IBM Watson Recommends Unsafe Cancer Treatments

IBM Watson Recommends Unsafe Cancer Treatments

About a year ago, IBM began prominently promoting Watson as a potential means of fighting cancer. IBM has been working on this technology for years, and by last summer felt confident enough to start advertising it. Follow-up reporting, however, indicates that IBM’s Watson advertisements may have been more than a little premature.

A report from Stat, which has seen internal documents from IBM, shows Watson engaged in “multiple examples of unsafe and incorrect treatment recommendations.” Now, this kind of failure rate is to be expected in any project, particularly one as new as AI and as hideously complex as cancer. A full discussion of the types of cancer is far beyond the scope of this article, but one of the things that makes cancer so difficult to treat is that there isn’t just one type of cancer. In fact, there isn’t even just one type of cancer per organ. Organs can develop cancer differently and different cancers have different characteristics, requiring different treatment plans.

In short: Cancer is fiendishly complicated. That’s probably why IBM wanted to announce that it’d put Watson to work on cancer research in the first place; it’s a textbook example of a “big problem” that AI could solve. But it may also explain why some of the doctors who have worked with Watson seem less-than-enamored of it.

A brief history of Watson
A brief history of Watson

“This product is a piece of shit,” Gizmodo reports a doctor at Florida’s Jupiter Hospital said to IBM, according to the documents reviewed by Stat. “We bought it for marketing and with hopes that you would achieve the vision. We can’t use it for most cases.”

The gap between the advertising and the reality suggests that IBM’s marketing department either did their job really well or not nearly well enough (where you fall on that question may depend on whether your email address has @ibm.com after it). Gizmodo has reported before on the fact that IBM’s rhetoric and Watson’s capabilities were increasingly divorced, and that critique has legs under it after these latest reports.

One critical point to be made here is that Watson isn’t just treating random patients — it’s being used to offer potential feedback and is available for doctors to consult when they’re stymied by a problem or potential issue. The specific issue that Watson screwed up was an attempt to prescribe Bevacizumab to a man being treated with chemotherapy for lung cancer with a history of severe bleeding. Bevacizumab (name brand: Avastin) is known to cause bleeding as a side effect and is only used with some lung cancer patients. It was definitely not called for in this case.

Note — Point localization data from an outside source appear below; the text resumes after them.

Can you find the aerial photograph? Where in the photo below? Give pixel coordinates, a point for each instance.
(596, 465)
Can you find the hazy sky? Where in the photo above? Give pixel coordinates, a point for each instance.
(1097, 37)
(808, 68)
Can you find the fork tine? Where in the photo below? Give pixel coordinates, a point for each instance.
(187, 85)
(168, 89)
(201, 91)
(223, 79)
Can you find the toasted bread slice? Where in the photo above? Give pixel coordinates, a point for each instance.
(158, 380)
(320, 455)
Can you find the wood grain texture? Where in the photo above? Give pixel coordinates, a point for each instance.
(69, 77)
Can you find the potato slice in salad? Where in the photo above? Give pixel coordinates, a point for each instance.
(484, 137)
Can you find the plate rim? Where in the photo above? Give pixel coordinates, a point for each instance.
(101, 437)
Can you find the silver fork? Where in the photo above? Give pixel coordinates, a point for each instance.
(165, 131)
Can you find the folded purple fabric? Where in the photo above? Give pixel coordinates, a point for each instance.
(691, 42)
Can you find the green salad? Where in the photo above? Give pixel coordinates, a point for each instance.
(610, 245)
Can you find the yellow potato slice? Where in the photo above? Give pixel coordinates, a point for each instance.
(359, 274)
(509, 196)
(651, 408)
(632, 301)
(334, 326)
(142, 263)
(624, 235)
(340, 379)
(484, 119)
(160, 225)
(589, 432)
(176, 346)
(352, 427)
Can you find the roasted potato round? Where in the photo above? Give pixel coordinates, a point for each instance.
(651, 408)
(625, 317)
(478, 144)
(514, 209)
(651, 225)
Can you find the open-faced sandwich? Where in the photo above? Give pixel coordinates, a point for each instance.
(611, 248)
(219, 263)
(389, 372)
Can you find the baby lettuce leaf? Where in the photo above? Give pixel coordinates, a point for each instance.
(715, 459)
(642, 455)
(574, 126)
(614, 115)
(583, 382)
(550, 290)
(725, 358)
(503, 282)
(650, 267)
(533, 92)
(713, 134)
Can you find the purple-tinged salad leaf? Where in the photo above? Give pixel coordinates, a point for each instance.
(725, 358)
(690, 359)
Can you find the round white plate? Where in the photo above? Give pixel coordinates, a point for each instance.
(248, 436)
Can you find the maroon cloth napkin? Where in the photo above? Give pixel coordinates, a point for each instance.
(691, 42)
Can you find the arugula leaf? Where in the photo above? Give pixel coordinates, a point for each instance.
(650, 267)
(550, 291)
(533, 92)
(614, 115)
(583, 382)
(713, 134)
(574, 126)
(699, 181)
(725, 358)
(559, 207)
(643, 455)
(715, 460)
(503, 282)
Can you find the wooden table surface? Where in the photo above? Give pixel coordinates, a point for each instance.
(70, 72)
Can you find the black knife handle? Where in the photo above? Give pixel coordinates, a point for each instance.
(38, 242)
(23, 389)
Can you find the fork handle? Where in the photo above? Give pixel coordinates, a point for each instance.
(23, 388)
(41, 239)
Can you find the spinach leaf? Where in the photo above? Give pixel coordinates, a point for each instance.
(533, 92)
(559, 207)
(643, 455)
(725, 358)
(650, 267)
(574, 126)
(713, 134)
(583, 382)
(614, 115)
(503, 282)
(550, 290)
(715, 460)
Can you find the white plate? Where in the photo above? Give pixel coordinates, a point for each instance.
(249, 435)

Part of the problem may lie with how the system was trained. Instead of being trained on real patient cases, Watson was supposedly trained on hypothetical scenarios. But this could just as easily be a dodge. Cancer treatments are hard and any system in which a doctor (real or artificial) is required to weight data to arrive at the appropriate treatment is going to be wrong some of the time. The real question here is, just how often is Watson wrong, and how much success is IBM having in training the system to be right?

It is not particularly surprising that Watson, an AI that’s existed for a handful of years, has thus far made little progress with a disease that has plagued mankind since our earliest existence. There’s going to be a learning curve and it’s going to be steep. And let’s be honest — looking to cancer treatment for a place where a company makes a big splash is probably the wrong goal here. Google’s ability to take or make a restaurant reservation with an AI is a more practical near-term goal than building an AI program that can flawlessly detect or treat cancer — even if the latter is far more valuable in terms of its impact on human life. AI could still revolutionize medicine, but given the complexities of the human body, it’s not surprising it’s taking a while to unlock that potential.